Chalchihuites Municipality | |
---|---|
Etymology: Emerald or precious stone (in Nahuatl) | |
Country | Mexico |
State | Zacatecas |
Municipal seat | Chalchihuites |
Government | |
• Municipal president | Pedro Miranda Morales |
Area | |
• Total | 891 km2 (344 sq mi) |
Elevation | 2,270 m (7,450 ft) |
Population | |
• Total | 10,519 |
• Density | 12/km2 (31/sq mi) |
Website | www |
Chalchihuites, is a municipality in the Mexican state of Zacatecas and Durango, in the northwest of Mexico. The archaeological site of Altavista, at Chalchihuites, is located 137 miles to the northwest of the city of Zacatecas and 102 miles southeast of the city of Durango. Located to the west of Sombrerete in the northwestern corner of the Zacatecas state, it is believed that the site was a cultural oasis that was occupied more or less continuously from AD 100 to AD 1400.
It was a Teotihuacano ceremonial center lying on the Tropic of Cancer. It has a number of important features, including petroglyphs, a processional walkway and the Hall of Columns.

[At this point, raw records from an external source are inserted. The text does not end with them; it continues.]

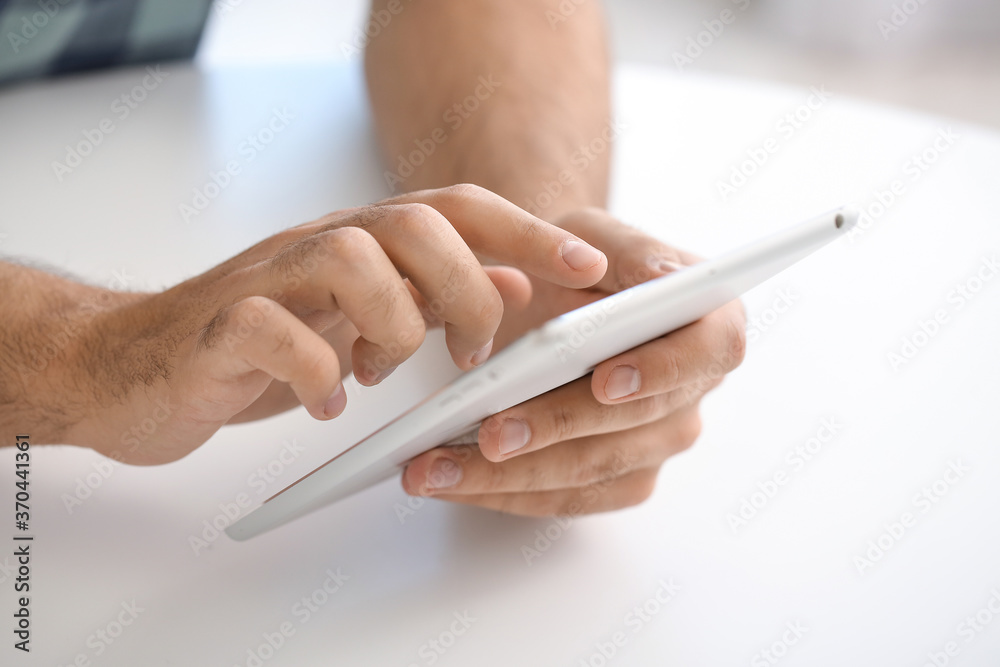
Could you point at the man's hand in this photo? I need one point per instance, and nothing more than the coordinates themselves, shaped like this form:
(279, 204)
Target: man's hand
(149, 380)
(597, 443)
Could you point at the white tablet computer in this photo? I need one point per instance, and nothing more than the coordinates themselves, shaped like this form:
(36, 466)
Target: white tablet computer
(562, 350)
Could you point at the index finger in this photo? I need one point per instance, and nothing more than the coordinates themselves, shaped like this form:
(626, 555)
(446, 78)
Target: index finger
(492, 226)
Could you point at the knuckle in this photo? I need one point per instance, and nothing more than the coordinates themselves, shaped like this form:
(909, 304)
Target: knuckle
(496, 474)
(417, 218)
(689, 430)
(563, 423)
(593, 466)
(639, 487)
(491, 311)
(736, 344)
(650, 409)
(250, 309)
(464, 191)
(350, 243)
(669, 368)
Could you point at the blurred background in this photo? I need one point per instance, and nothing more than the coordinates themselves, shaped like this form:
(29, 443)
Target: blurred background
(939, 56)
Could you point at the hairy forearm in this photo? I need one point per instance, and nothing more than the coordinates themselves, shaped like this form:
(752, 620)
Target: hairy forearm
(512, 95)
(47, 321)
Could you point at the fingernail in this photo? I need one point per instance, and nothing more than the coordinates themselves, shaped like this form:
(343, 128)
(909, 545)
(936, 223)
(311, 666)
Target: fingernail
(482, 354)
(444, 473)
(514, 434)
(336, 403)
(384, 374)
(623, 381)
(580, 256)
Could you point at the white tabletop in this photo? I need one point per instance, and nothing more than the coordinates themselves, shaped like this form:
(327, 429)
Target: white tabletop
(668, 583)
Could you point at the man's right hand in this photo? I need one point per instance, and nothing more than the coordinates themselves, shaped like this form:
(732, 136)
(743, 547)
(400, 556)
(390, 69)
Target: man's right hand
(151, 379)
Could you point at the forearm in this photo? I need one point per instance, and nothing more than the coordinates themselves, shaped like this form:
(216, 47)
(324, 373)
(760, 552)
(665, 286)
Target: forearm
(47, 321)
(537, 133)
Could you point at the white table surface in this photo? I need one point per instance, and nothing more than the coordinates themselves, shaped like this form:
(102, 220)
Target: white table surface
(824, 358)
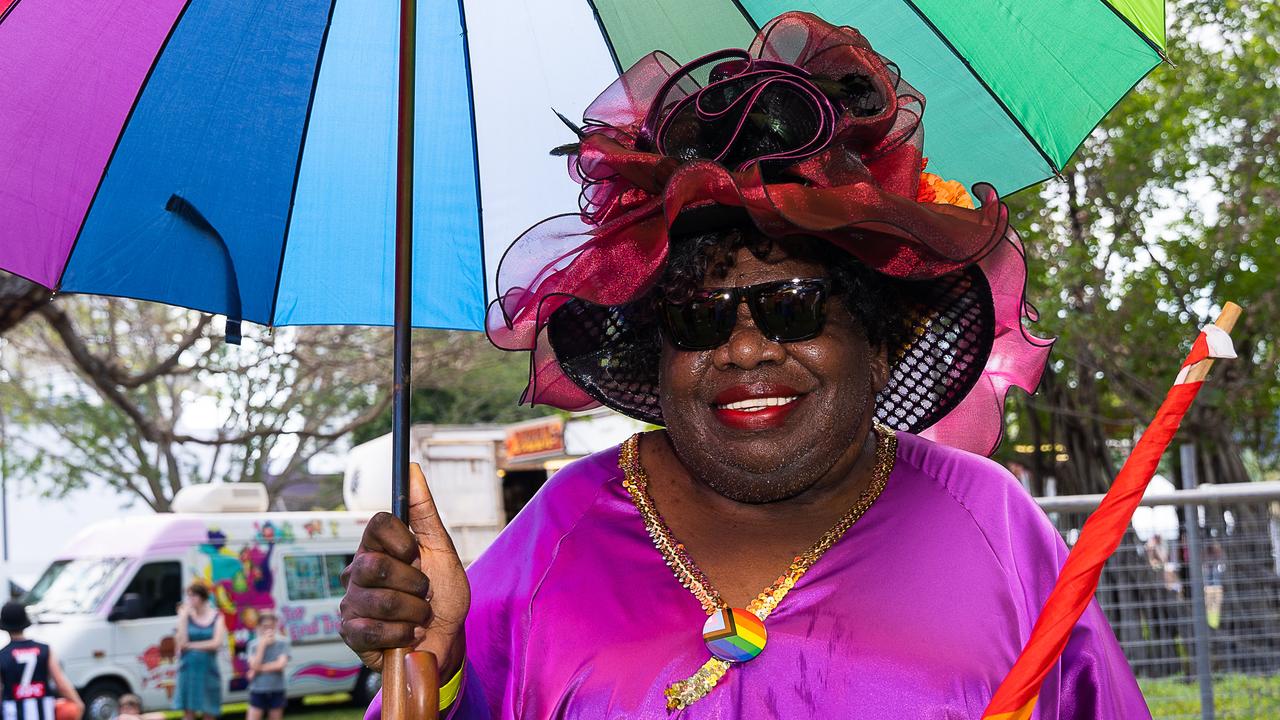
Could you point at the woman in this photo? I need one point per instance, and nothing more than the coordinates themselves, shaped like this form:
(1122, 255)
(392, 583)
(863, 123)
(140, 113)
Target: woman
(762, 268)
(201, 634)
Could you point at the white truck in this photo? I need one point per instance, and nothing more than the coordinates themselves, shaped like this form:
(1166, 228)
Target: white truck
(108, 604)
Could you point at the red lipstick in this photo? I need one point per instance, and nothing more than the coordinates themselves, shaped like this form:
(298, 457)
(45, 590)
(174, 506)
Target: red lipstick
(757, 406)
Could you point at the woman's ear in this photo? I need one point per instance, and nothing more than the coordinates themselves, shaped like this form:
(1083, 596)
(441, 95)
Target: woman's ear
(880, 367)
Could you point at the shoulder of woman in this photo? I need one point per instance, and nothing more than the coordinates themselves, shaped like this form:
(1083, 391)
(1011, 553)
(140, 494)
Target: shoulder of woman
(528, 546)
(987, 491)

It has some of the best evidence for astronomical alignments at an archaeological site but remains poorly known.
The archaeologist Manuel Gamio referred to Chalchihuites as a “culture of transition” between the Mesoamerican civilizations and the so-called Chichimeca hunter-gatherers who lived in the arid plateau of central Mexico. Chalchihuites and La Quemada were both outposts of Mesoamerican settlement in an ecological and cultural frontier area. However, in this transition zone, climatic changes caused continual shifts in the available resource base, discouraging most attempts at creating permanent settlements.

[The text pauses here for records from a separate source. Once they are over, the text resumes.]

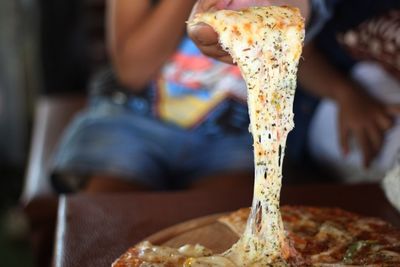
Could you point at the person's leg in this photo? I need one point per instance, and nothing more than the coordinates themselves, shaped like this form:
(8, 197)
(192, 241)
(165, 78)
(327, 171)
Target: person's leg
(101, 184)
(223, 162)
(113, 148)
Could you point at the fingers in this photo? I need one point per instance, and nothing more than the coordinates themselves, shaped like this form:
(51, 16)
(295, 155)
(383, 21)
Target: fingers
(203, 34)
(365, 146)
(375, 138)
(384, 121)
(344, 135)
(393, 110)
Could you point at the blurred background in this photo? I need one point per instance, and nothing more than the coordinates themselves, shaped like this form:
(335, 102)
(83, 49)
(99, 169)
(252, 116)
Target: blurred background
(49, 50)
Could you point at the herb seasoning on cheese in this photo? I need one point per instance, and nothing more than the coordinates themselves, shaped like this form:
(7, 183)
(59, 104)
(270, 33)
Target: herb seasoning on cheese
(266, 43)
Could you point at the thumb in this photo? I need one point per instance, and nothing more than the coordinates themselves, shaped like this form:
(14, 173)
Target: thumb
(393, 109)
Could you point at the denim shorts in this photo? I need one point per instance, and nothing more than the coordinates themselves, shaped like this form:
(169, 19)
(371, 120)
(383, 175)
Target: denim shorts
(110, 139)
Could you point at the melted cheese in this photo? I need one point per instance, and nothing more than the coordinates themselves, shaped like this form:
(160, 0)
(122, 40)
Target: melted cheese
(266, 43)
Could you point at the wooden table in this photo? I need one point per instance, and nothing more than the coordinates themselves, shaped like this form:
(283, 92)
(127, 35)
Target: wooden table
(93, 230)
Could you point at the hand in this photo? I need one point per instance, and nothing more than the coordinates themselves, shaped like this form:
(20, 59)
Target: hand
(207, 39)
(366, 119)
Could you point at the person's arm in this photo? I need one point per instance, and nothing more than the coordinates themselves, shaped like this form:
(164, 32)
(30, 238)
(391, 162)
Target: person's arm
(141, 38)
(207, 39)
(360, 115)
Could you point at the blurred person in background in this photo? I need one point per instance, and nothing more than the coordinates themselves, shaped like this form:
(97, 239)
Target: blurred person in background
(355, 129)
(166, 116)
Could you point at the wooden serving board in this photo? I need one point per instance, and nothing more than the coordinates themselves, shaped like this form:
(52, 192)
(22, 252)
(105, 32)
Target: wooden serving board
(206, 231)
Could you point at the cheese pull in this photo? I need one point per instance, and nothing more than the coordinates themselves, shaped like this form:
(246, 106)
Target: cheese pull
(266, 44)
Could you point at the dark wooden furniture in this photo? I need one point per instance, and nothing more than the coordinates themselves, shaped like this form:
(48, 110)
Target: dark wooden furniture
(95, 230)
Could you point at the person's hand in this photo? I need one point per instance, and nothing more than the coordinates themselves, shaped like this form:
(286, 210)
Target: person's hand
(207, 39)
(366, 119)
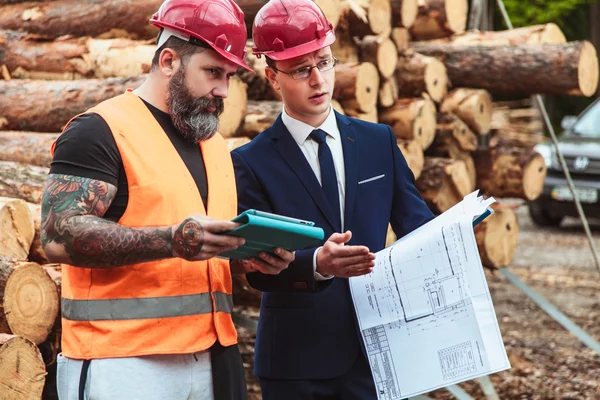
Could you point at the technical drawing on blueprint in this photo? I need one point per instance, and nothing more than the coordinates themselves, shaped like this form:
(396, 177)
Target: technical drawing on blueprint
(425, 312)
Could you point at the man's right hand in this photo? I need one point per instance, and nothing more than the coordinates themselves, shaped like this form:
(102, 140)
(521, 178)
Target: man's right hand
(198, 238)
(337, 259)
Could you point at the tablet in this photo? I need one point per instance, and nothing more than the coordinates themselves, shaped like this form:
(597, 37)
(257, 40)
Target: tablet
(266, 231)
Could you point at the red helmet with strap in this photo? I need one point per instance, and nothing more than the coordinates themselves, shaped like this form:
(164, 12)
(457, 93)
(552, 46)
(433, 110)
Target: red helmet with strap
(285, 29)
(218, 23)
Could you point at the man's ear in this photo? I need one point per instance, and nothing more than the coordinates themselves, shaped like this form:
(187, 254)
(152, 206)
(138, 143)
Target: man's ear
(169, 62)
(272, 77)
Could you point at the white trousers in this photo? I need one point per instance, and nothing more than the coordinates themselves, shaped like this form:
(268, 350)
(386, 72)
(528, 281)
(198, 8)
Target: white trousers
(159, 377)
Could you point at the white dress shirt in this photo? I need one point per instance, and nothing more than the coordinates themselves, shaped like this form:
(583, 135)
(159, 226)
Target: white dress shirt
(301, 131)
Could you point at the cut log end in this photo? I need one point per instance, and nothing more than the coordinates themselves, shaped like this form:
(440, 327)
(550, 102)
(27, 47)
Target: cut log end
(22, 369)
(534, 174)
(408, 12)
(436, 80)
(31, 302)
(387, 58)
(379, 16)
(388, 93)
(472, 106)
(367, 86)
(588, 69)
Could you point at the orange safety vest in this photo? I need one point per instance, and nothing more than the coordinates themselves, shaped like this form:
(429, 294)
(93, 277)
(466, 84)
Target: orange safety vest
(171, 306)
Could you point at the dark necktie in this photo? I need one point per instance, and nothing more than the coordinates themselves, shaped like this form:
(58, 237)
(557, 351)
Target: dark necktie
(328, 176)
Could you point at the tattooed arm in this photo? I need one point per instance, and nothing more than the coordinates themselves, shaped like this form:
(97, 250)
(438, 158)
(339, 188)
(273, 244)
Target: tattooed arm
(74, 232)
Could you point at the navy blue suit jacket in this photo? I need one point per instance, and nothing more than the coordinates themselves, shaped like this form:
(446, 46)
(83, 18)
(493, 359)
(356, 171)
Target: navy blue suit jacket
(307, 329)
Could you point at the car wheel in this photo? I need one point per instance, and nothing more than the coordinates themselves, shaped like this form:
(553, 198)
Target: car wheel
(541, 217)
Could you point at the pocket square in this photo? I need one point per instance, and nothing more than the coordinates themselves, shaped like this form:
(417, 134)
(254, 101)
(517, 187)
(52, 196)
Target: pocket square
(371, 179)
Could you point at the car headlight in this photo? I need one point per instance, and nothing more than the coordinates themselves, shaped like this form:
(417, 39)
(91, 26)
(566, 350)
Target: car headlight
(545, 152)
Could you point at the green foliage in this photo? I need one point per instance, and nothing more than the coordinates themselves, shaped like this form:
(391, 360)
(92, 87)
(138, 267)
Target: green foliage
(533, 12)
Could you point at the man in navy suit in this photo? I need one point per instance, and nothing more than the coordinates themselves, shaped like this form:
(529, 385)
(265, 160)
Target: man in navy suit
(344, 174)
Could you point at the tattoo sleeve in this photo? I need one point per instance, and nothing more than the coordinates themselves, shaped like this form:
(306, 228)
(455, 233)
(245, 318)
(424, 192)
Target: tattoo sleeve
(72, 210)
(187, 239)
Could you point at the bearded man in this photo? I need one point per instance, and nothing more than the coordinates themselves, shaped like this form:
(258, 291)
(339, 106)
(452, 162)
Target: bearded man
(140, 190)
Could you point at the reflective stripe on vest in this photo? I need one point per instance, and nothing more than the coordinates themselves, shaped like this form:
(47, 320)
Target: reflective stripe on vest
(144, 308)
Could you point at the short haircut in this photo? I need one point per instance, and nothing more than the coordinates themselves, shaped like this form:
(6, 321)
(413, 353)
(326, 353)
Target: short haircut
(183, 49)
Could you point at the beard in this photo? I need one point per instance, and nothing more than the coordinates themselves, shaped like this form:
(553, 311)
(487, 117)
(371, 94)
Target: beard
(190, 114)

It is also known for a its large church that is located in its colonial center.
It founded by the Spanish captain Martin Perez in 1556 of a community from Guadalajara, in the first years after the conquest, became known as a mining center since 1591, when a group of Spaniards and Tlaxcalans were to be placed there by order of the viceroy Don Luis de Velasco. It is known that Don Lucas de Montealegre governed that colony as governor. The municipality dates from the same period as that of Sombrerete; From immemorial time it was part of the Mayor's Office of the same name, having constitutional character the year of 1824. Formerly it was called Real of Mines of the Valley of San Pedro de los Chalchihuites, they formed three districts or divisions: Chalchihuites, Tonalá and Nueva Tlaxcala, But in 1857 this last part, that belonged to Jalisco, was added to the State of Zacatecas by constitutional declaration.